Turn-Key Real Estate: The Bottom Line
One of my first real estate mentors taught me that when evaluating a deal, the only price I should worry about was my price. If I wasted my time worrying about what the seller was making, I would end up buying all the wrong deals. When purchasing from a turn-key vendor, investors will absolutely pay a premium for the service they receive. Whether that service is any good or not is a whole separate story, but that company is adding a premium to provide services. It is up to the investor to decide if the price for the property meets their needs. They need to decide if the return is going to be adequate for their investment strategy. Worrying about the companies profit margin takes an investors eye off the important numbers.
Understanding that the returns are going to be smaller and the purchase price points will be higher is a great first step for an investor buying turn-key properties. If an investor wants the services provided by a turn-key vendor but wants to dictate what that service is worth, then that sets up a never ending circle of negotiating that leaves no one satisfied. Again, that does not mean not to ask questions, but turn-key companies provide convenience for investors and an investor should want to do business with profitable, successful turn-key companies. These, after all, are the companies investors are asking to manage their investment portfolios and their success is a big part of an investors success.
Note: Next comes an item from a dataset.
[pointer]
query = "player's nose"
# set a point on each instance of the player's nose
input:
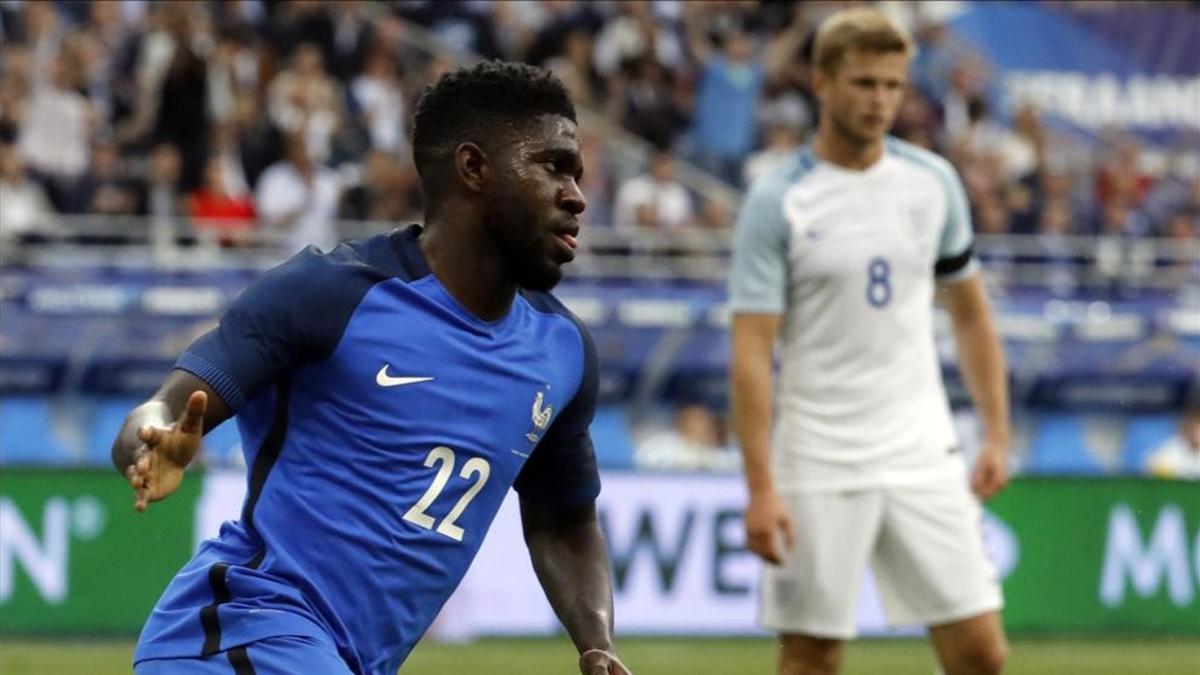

Turn-key companies provide a very valuable service for real estate investors, but that does not mean all investors will find success when buying turn-key properties. Many investors find themselves in markets where long-term buy & hold strategies are not possible and they have to look elsewhere to find good properties to buy for long-term gain. They instinctively begin to look for opportunities and invariably will find turn-key companies. An investor who can see past the possible road blocks listed above and work with a turn-key provider can find success and should be able to build a good long-term portfolio. An investor who can be honest about the road blocks listed above and realize that turn-key solutions may not be best for them, will save themselves and others a lot of time, energy, and headaches.